The UK City of Culture award offers a prize well worth competing for. Twelve months in the media spotlight based on both the evidential data from the Impacts ’08 longitudinal academic study of Liverpool 2008 and the BBC’s commitment to provide coverage no less than Liverpool and Derry-Londonderry, worth an estimated £100m in media exposure – no small prize for any city.
But the prize is so much more than this. In 2008, a European Union directive defined culture as ‘arts, literature and shared lifestyle’. I have come to understand that cities are not homogenous; they are more a collection of urban villages and diverse villagers. There is not one common lifestyle but many, with their own arts and literature, just as creativity is not restricted to traditional art forms or industry sectors. There is as much creativity in the science lab as there is in a writers’ workshop.
Uniting people through creativity
That is why I now prefer to think about culture as the ‘sum of all our creativity’. It is about people, their ideas and how they interact. Whether in an opera hall, sports stadium, arena, online, in a science lab or design studio, everything starts with someone having an idea. A moment of creativity.

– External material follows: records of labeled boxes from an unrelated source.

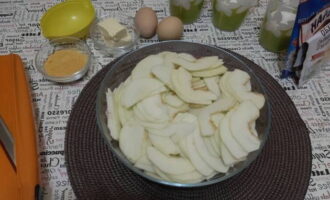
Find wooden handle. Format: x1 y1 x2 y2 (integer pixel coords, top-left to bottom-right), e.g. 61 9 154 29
0 54 39 200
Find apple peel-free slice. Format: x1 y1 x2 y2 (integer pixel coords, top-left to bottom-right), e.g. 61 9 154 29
229 101 260 152
149 134 180 155
194 133 229 173
219 111 248 159
106 89 121 140
119 122 146 163
131 55 164 79
171 67 217 104
147 147 195 175
185 135 214 176
121 78 167 108
170 56 219 71
191 66 227 77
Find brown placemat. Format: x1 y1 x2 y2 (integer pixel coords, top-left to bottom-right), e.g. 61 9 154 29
65 41 311 200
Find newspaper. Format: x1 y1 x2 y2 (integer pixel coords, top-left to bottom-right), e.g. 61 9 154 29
0 0 330 200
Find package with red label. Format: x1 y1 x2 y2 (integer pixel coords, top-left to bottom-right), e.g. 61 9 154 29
282 0 330 86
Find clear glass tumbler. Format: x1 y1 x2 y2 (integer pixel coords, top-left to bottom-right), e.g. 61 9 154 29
212 0 258 31
170 0 204 24
259 0 299 52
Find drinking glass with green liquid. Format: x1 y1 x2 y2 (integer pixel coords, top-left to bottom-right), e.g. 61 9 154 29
212 0 258 31
170 0 204 24
259 0 299 52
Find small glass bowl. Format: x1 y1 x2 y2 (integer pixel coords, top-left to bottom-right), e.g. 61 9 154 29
96 41 271 188
90 16 140 56
35 37 92 83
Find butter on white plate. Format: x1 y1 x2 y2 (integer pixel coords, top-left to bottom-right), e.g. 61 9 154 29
97 18 132 46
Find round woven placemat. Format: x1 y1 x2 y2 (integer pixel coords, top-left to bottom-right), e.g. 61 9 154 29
65 43 311 200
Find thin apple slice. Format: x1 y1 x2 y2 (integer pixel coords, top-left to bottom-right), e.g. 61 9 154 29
178 53 197 62
204 76 220 97
171 113 199 144
210 112 225 128
161 92 186 108
227 69 265 109
168 170 205 183
170 56 219 71
229 101 260 152
106 89 121 140
219 71 235 99
219 111 248 159
119 122 146 163
148 121 194 137
220 142 239 167
131 55 164 79
191 66 227 77
198 98 235 136
194 132 229 173
149 134 180 155
121 78 167 108
155 167 172 181
151 60 174 89
113 84 133 125
135 94 170 123
185 134 214 176
147 147 195 175
171 67 217 104
134 154 155 173
202 136 220 157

The task then is to discover what binds different people with different interests into one shared cultural experience.
For those bidding to be City of Culture 2017, it is not only their own past they can draw on, but the experiences of Liverpool, Derry-Londonderry and London 2012, and before that the experiences of Manchester hosting the Commonwealth Games in 2002, and Glasgow’s time as European City of Culture in 1990.
What binds may be geography as in Liverpool’s case, a divided past as in Derry-Londonderry, or a moment in time, as in London with the Olympics. But the common link is that each host city discovered the power of culture to bring people together. Not only to share ideas and events, but to capitalise on how culture creates footfall, and footfall means people, and people mean tourism, and tourism means cash – and cash is the fuel of the regeneration engine.

Shaping a shared future
The other main criterion for any bidding city is to define what step-change or major impact will be brought about through its own cultural year. The trick is to learn from the past, to inform the present and help shape a shared future.
Yet, we must not fall into the trap of thinking that ‘culture’ will in itself bring about economic regeneration or prosperity. It will not be one cultural event or art form that will bring long-lasting change, but the confidence and spirit of collaboration that come from staging major cultural events.
Because the UK City of Culture award will give the people of any bidding city the opportunity to try different things. It’s a win-win competition. Win the award and the media spotlight will be on your city for 12 months. But just the act of entering will give you a new sense of collaborative effort to first define a common culture, and then figure out what to do with it.
The lesson of recent history is that the spirit of collaboration lasts. That in itself is worth competing for.